The removable metal pocket clip fits the body fairly firmly, and worked well in my testing.










The reflector is fairly deep for a 1xAA light with this size head. Reflector is textured, likely to help smooth out the effect of the secondary red LED that is recessed within the side of the reflector. Centering of the main white XM-L2emitter seems pretty good – scroll down for beamshots and direct measures.

*User Interface*

When you first connect the tailcap with a battery installed, the red LED will flash to read out the battery voltage. The first set of flashes corresponds to number of volts, after a pause a second set of flashes will tell you the number of tenths of a volt. 
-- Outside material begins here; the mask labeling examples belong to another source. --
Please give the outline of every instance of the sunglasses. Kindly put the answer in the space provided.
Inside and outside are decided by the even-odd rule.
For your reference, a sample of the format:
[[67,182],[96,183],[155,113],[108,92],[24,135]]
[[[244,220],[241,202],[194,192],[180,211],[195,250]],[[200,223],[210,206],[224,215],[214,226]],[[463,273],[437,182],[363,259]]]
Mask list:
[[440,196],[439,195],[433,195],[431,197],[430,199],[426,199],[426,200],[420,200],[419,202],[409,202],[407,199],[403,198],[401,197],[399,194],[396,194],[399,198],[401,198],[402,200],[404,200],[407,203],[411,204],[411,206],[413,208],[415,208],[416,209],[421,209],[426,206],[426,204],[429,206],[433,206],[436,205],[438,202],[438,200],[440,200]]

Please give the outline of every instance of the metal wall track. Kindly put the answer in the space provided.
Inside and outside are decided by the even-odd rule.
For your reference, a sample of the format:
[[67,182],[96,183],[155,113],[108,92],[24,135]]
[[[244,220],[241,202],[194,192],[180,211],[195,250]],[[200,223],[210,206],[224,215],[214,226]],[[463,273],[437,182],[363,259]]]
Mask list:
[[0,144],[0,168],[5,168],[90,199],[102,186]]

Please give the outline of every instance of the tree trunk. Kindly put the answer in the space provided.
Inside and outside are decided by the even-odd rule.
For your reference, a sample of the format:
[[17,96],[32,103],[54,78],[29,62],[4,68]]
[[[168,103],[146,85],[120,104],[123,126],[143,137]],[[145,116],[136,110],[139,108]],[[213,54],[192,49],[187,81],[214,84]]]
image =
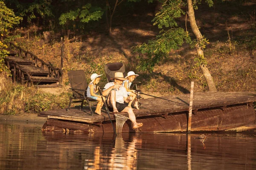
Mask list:
[[[194,12],[194,8],[193,8],[193,6],[192,5],[192,0],[187,0],[187,3],[188,3],[188,14],[189,18],[189,23],[190,23],[190,26],[192,29],[192,31],[194,33],[196,37],[198,40],[200,40],[203,38],[198,27],[196,25],[195,22],[195,13]],[[196,52],[197,53],[197,55],[198,58],[204,59],[204,48],[199,45],[196,46]],[[207,85],[209,90],[209,91],[217,91],[215,84],[213,82],[212,77],[208,70],[207,66],[204,63],[200,64],[200,68],[203,72],[203,74],[204,77],[204,79],[206,80]]]

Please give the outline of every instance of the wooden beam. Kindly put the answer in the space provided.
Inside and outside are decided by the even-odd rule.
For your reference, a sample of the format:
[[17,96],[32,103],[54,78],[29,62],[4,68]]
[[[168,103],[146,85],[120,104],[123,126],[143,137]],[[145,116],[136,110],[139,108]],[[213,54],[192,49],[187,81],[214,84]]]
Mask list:
[[89,125],[68,121],[48,119],[47,122],[47,126],[69,129],[76,129],[89,132]]
[[188,121],[188,133],[191,130],[191,119],[192,117],[192,105],[193,105],[193,94],[194,93],[194,82],[191,82],[191,90],[190,90],[190,99],[189,107],[189,120]]

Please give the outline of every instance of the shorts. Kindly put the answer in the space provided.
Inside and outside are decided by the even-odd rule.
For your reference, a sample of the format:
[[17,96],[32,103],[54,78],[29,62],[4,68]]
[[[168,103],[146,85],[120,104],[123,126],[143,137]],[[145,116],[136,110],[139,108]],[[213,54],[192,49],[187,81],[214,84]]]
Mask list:
[[96,97],[96,96],[91,96],[90,97],[90,97],[92,99],[93,99],[94,100],[97,100],[97,98],[98,98],[98,97]]
[[[125,104],[120,103],[118,102],[116,102],[116,107],[117,109],[117,110],[119,112],[122,112],[123,110],[125,109],[126,107],[128,106],[128,103],[125,103]],[[109,111],[113,111],[113,110],[112,108],[109,108]]]

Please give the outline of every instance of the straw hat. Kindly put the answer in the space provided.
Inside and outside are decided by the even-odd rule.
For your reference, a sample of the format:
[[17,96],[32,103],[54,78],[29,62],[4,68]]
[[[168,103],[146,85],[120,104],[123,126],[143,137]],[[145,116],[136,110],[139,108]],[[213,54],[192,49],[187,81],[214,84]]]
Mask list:
[[91,79],[91,80],[92,80],[92,81],[90,82],[89,83],[89,84],[93,82],[94,81],[94,80],[97,77],[99,77],[102,75],[102,74],[98,75],[96,73],[93,73],[93,74],[92,74],[92,75],[91,76],[91,77],[90,77],[90,79]]
[[126,78],[124,78],[124,75],[122,72],[116,72],[115,73],[115,76],[110,79],[111,80],[113,80],[114,79],[116,79],[121,80],[125,80]]
[[125,77],[125,79],[127,79],[129,76],[136,76],[135,77],[137,77],[139,76],[139,74],[136,74],[133,71],[129,71],[128,73],[127,73],[127,76]]

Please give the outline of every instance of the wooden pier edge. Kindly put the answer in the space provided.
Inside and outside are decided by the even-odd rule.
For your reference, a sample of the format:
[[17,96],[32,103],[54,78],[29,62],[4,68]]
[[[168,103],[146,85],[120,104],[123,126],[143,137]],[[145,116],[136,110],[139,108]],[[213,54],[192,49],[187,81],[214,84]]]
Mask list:
[[[188,104],[190,99],[188,94],[163,97],[170,101],[183,101],[182,103]],[[142,100],[142,108],[134,110],[137,122],[143,123],[143,126],[135,131],[132,129],[128,120],[125,123],[122,133],[186,132],[189,129],[188,115],[190,110],[191,115],[193,114],[190,124],[191,132],[225,130],[256,122],[256,112],[253,105],[256,101],[255,93],[207,92],[200,93],[199,95],[193,94],[192,99],[193,108],[191,110],[189,110],[188,105],[176,104],[159,99]],[[71,108],[69,112],[61,109],[44,111],[40,113],[38,116],[48,117],[47,121],[50,120],[47,124],[47,128],[43,128],[46,130],[55,129],[47,128],[49,126],[87,133],[113,133],[106,113],[89,116],[86,109],[84,108],[80,111],[77,108]],[[119,113],[128,116],[126,113]],[[113,114],[111,114],[111,117],[114,120],[115,127]],[[65,122],[67,125],[64,125]]]

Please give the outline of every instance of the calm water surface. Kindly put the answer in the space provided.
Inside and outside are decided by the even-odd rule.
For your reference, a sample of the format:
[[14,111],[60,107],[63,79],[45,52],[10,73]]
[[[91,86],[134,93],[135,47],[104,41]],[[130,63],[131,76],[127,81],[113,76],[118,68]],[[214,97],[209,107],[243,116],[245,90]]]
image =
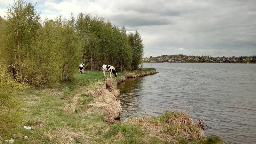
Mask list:
[[256,64],[144,63],[159,73],[119,85],[121,120],[169,109],[202,115],[207,135],[234,143],[256,143]]

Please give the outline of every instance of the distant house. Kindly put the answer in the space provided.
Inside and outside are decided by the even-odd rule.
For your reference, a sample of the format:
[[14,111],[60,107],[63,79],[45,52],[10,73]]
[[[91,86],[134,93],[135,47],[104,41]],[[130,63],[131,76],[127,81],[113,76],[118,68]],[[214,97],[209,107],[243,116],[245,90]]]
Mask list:
[[172,58],[171,59],[169,59],[168,60],[169,62],[174,62],[175,60],[174,60],[174,59]]
[[220,61],[219,61],[219,62],[220,63],[225,63],[225,62],[226,62],[226,60],[225,59],[223,59],[220,60]]
[[241,62],[243,62],[246,61],[246,60],[245,59],[242,59],[241,60]]

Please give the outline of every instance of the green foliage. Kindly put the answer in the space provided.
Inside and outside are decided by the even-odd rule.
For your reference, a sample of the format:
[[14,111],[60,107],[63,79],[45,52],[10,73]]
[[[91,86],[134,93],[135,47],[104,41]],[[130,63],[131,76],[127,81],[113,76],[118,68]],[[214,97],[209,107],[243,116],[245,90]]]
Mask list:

Main beam operation is controlled by the lower ON/OFF switch – click to turn the light on at the previously memorized constant output level. While on, click the upper MODE switch repeatedly to cycle between the four main output levels in the following repeating sequence: Lower > Lo > Med > Hi > Turbo. Turn the light off by pressing and releasing the ON/OFF switch again. Light has mode memory, and will return to the last level used when turned back on from off.

To access strobe modes, press-and-hold the MODE switch for more than 1 sec from On. Cycle between blinking modes by pressing and holding the switch for more than 1 sec. Mode sequence is Strobe > Beacon > SOS, in repeated loop. You can exit these modes by clicking the MODE switch. There is no mode memory for blinking modes.

There are shortcuts to jump to min, max, and strobe from Off. From Off, press-and-hold the ON/OFF switch to activate in Lower (moonlight) level. Alternatively, press-and-hold the MODE switch to activate in Turbo. Or double-click the MODE switch to activate in Strobe.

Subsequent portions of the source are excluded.